The airplane industry needs its iPhone
Reading airplane industry news these days reminds me a lot of the smartphone business before Apple stunned everyone with the iPhone in 2007.
That is: A few companies getting by with minor updates to their products, letting a few big customers dictate their roadmap, without any major breakthroughs.
If you want to get a feel for it, check out this article by Jon Ostrower for FlightBlogger. Basically, Boeing is trying to figure out how to evolve its best-selling 737 plane, and the options are not particularly inspiring:
There are two teams vying for the endorsement of Boeing’s top leadership. One advocating for an all-new aircraft delivering 20% improvement in fuel burn and a 10% or greater improvement in cash operating costs. The other, working to further evolve the 737 with a new engine and a host of other improvements to yield a 10-15% improvement in fuel burn, without requiring massive engineering changes to today’s aircraft.
Reading this reminds me of the types of changes Palm and Nokia were making to their smartphones in 2006: A 20% improvement in thickness or a 10% decrease in wholesale price, without any sort of revolution.

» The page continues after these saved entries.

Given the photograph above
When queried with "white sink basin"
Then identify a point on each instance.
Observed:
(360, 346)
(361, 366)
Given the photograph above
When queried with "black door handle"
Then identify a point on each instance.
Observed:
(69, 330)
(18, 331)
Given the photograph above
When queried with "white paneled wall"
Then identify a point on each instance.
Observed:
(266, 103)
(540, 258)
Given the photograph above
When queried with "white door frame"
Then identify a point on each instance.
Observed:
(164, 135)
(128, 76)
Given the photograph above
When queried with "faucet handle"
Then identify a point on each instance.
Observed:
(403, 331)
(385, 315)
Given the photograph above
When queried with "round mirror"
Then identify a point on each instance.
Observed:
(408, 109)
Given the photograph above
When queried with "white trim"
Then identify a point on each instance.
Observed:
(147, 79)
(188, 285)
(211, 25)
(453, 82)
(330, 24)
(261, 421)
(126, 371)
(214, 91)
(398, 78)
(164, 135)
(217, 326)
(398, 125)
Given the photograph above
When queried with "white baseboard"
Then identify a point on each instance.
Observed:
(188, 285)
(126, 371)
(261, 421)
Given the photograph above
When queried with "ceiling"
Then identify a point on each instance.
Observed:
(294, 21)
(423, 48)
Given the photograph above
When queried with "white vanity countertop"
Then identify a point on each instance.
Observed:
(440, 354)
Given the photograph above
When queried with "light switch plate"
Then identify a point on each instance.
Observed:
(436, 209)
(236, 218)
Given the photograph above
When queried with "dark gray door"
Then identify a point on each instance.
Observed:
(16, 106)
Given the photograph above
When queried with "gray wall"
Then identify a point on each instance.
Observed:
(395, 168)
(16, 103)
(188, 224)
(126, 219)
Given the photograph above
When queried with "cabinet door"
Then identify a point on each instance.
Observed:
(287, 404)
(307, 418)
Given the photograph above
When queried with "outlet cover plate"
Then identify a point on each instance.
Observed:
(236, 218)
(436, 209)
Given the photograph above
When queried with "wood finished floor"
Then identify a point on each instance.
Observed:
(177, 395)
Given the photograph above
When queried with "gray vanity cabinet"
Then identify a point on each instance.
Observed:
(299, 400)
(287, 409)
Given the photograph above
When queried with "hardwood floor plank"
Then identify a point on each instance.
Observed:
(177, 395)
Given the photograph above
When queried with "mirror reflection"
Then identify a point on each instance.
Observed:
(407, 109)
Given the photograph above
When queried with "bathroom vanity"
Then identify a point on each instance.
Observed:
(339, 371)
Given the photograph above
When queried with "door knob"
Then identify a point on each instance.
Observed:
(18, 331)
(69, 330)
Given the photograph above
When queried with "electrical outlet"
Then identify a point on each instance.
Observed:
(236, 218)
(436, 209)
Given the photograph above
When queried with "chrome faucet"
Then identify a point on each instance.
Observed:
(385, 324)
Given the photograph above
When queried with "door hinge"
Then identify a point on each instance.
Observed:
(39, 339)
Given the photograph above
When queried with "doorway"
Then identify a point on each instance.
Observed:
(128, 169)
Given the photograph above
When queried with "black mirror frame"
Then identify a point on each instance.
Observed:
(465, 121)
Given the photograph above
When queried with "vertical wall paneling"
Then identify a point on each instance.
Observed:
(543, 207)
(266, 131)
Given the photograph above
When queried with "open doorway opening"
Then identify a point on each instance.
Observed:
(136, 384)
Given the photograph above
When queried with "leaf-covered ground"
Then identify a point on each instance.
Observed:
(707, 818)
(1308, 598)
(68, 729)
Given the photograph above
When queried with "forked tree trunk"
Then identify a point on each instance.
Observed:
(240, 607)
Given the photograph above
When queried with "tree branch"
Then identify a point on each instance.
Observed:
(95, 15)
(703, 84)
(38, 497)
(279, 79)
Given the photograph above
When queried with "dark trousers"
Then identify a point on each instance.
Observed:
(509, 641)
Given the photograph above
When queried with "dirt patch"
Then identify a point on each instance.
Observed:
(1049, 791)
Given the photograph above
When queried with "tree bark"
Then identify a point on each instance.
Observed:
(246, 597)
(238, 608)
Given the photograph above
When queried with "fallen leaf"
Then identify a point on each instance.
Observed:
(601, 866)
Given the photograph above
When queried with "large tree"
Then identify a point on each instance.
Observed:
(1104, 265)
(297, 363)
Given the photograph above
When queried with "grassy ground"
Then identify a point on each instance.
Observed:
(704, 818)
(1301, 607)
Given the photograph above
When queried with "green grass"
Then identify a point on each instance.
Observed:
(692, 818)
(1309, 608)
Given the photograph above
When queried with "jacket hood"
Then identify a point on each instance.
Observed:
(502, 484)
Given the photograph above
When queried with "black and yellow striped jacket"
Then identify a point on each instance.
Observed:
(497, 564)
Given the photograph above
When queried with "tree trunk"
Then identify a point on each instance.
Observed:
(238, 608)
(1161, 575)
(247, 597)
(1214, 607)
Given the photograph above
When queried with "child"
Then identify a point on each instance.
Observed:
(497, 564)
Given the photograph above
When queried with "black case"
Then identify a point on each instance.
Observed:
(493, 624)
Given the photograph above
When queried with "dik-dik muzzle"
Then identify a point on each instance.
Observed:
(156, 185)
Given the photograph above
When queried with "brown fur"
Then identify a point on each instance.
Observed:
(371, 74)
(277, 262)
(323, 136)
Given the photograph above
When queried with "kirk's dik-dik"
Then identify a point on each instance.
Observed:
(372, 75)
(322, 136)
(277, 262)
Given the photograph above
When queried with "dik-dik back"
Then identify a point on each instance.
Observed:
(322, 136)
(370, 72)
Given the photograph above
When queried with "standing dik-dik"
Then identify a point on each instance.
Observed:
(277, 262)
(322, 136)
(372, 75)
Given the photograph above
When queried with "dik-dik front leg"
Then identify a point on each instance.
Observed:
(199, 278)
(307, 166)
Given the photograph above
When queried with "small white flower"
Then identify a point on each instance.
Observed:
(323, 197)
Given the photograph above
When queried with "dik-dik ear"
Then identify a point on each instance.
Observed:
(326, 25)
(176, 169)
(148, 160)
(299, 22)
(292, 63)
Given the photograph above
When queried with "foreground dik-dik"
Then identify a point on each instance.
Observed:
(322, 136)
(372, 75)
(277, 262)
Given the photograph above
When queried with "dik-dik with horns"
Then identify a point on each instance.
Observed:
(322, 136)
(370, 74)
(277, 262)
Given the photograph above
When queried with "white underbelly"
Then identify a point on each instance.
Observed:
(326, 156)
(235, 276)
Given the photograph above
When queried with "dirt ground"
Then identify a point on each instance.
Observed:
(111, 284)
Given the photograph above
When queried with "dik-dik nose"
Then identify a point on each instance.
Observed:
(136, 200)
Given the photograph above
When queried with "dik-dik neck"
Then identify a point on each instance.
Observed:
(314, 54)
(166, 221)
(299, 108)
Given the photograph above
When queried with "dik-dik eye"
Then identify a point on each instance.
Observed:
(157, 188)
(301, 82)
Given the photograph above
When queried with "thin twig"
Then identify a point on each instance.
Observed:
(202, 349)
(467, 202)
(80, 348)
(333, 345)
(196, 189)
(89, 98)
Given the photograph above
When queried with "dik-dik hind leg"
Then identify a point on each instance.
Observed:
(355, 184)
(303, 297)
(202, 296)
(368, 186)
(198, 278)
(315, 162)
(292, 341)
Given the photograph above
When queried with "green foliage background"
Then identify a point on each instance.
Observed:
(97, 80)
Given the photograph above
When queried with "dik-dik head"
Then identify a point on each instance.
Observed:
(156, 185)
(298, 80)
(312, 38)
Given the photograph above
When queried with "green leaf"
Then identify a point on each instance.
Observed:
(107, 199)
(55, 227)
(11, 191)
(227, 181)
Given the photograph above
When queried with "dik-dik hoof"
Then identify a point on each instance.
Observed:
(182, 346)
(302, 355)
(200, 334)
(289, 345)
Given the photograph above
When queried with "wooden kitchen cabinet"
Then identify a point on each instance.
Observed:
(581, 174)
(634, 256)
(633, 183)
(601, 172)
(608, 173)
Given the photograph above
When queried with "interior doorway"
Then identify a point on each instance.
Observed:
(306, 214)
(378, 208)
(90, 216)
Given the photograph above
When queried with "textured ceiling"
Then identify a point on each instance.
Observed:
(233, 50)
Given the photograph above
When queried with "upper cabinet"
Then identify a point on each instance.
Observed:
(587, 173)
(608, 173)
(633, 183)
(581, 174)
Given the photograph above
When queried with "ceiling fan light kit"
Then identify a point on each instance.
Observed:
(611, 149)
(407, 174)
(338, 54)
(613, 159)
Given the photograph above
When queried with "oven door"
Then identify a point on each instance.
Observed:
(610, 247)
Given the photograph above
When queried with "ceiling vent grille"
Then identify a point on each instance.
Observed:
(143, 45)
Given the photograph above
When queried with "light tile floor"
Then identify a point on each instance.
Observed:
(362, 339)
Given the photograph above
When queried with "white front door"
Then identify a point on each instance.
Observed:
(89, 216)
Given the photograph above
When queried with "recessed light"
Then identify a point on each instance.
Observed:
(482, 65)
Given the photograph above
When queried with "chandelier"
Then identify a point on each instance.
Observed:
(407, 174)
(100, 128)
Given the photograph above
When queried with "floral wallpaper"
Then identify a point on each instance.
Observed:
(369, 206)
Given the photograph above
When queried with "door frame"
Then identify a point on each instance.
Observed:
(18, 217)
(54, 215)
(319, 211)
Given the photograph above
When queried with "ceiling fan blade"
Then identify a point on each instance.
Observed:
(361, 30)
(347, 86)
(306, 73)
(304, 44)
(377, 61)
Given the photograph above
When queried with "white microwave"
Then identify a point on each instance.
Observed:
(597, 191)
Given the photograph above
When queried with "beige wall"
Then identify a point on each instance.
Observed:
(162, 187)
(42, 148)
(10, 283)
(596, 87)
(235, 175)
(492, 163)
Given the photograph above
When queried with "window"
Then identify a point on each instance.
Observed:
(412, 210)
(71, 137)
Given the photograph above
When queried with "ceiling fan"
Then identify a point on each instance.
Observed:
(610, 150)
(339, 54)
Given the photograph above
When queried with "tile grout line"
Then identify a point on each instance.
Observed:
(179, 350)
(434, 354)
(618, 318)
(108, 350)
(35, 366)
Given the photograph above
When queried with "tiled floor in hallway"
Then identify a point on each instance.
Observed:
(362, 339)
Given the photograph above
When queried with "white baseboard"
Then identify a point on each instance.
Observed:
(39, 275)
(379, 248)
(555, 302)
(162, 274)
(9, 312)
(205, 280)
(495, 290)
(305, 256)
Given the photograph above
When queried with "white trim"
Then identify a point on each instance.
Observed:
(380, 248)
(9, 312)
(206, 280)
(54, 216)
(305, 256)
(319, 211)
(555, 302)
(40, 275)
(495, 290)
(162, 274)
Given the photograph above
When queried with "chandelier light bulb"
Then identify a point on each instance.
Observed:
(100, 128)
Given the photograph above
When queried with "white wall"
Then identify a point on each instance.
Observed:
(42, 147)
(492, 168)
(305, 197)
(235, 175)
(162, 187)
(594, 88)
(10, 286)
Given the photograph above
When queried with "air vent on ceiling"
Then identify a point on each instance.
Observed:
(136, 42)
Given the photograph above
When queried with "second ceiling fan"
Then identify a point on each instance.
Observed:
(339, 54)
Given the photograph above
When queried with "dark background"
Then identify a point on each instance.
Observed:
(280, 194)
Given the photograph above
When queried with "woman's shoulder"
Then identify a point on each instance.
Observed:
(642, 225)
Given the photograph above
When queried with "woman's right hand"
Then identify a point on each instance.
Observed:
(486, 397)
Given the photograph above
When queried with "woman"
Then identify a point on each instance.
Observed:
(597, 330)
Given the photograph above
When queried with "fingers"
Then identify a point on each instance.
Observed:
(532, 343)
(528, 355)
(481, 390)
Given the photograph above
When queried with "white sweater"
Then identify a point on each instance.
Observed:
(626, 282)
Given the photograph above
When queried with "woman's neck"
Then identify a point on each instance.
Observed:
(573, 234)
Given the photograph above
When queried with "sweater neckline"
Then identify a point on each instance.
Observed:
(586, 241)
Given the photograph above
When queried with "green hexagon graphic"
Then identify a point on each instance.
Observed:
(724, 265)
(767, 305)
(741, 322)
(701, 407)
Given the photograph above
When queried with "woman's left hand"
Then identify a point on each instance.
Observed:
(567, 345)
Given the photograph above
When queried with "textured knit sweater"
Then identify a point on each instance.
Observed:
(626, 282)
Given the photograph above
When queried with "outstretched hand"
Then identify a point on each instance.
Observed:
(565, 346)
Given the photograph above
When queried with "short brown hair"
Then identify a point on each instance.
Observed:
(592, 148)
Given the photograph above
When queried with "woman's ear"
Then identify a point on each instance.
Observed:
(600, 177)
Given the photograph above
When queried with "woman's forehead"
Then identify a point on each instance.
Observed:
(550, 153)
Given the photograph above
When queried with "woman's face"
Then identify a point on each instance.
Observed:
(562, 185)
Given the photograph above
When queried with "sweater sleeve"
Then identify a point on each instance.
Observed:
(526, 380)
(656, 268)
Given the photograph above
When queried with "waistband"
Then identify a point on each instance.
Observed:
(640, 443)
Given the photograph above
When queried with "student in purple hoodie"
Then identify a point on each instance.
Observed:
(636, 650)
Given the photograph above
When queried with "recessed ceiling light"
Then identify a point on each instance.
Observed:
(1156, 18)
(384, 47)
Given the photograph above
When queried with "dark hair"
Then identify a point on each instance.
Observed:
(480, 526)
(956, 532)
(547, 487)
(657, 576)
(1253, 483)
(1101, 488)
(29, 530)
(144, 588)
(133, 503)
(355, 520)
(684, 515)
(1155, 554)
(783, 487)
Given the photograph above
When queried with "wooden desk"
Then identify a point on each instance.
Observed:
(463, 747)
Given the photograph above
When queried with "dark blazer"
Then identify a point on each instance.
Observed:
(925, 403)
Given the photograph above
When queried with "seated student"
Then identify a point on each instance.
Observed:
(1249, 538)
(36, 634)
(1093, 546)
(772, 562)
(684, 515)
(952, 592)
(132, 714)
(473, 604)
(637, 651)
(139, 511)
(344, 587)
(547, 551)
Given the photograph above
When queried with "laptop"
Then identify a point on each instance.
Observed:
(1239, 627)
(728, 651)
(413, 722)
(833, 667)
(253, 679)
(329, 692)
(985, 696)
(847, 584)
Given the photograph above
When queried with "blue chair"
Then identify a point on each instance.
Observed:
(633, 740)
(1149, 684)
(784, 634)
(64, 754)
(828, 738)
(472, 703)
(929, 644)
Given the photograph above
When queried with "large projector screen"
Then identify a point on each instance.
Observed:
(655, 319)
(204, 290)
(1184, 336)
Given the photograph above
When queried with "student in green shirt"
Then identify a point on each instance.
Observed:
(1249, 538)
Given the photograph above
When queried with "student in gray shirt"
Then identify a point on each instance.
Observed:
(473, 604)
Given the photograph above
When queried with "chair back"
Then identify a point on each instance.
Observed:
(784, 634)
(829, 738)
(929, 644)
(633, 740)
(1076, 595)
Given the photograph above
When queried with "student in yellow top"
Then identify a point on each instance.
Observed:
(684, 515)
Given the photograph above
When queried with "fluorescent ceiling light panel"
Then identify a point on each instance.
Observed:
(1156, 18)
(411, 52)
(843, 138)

And the way Boeing and Airbus seem to work, it sounds like they’re going to make their design decisions just to make the big airlines happy — the way RIM and Motorola may have done things just to keep AT&T and Verizon happy — without really thinking about what’s next.
In mobile phones, it took Apple’s iPhone in 2007 to really flip the industry upside down. As an avid airplane observer and flier, that’s the kind of thing I’d love to see happen to the plane industry — whether it’s by Boeing, Airbus, or someone out of left field.
Now, the smartphone-airplane analogy eventually falls apart, of course. A lot of the things that could be improved in commercial flying have to do with crummy airlines and lousy service, which the plane makers aren’t really responsible for. Software issues, if you will. So maybe the real breakthrough isn’t a new 737, but a different theory in flying — personal jets, or Air Google, or something crazy.
But it would be really exciting to see an iPhone-like breakthrough in airliners. It’s the kind of thing that the industry really seems to need.